Overview
The OneSpin IPC Verification Tool is a formal verification tool associated with Interval Property Checking (IPC). In the available evidence, IPC is described as a SAT-based formal verification methodology used to check whether a hardware design satisfies a set of properties written in a dedicated verification language. The same source states that completeness analysis integrated within an IPC verification environment was commercially available.
Verification method
IPC is presented as a technique related to Bounded Model Checking, but focused on safety properties. Instead of starting only from an initial state, IPC uses an arbitrary starting state; if a property holds from an arbitrary state, it also holds from any reachable state, giving exhaustive verification for that property. The evidence also notes that false negatives can occur when counterexamples originate from unreachable states, and that invariants may be added to restrict the starting state.
The properties in the cited work are written in ITL, a language in which temporal logic expressions describe the behavior of a synchronous sequential system, with discrete time steps corresponding to clock cycles.
Completeness analysis
The tool environment is associated with completeness analysis. In the cited methodology, completeness analysis determines whether every possible input scenario, corresponding to a design transaction sequence, can be covered by a chain of properties that predicts states and outputs at every point in time. The source states that any two designs satisfying all properties of a complete property suite are formally equivalent.

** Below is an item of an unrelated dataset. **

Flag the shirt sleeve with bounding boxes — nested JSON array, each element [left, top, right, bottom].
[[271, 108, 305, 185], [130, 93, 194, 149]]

The completeness check is described as ensuring, at the end state of each property, that:
- there is always a successor property with matching assumptions;
- the successor property is uniquely determined; and
- each property uniquely describes the outputs and states of the design under verification.
Use in ISS generation research
The paper Generating an Efficient Instruction Set Simulator from a Complete Property Suite uses IPC and completeness analysis in the context of deriving an instruction set simulator (ISS) from a complete property suite. The paper argues that an ISS derived from the ISA used for formal verification can avoid discrepancies between the simulator and the hardware design. It reports that a processor property suite and its completeness were successfully checked against the processor design using the referenced commercial IPC environment, making the property suite a correct and complete specification for the purposes of the experiment.
The same work reports generated simulator performance of 7.0 MIPS for a simple processor design and 1.2 MIPS for an industrial design, compared with 14.0 MIPS and 2.5 MIPS respectively for custom just-in-time compiled simulators. The authors characterize the generated ISS performance as comparable to modern custom instruction-set simulators, while noting that custom JIT simulators remained faster because of tool optimizations and because properties may include hardware and pipeline effects not present in a high-level ISA description.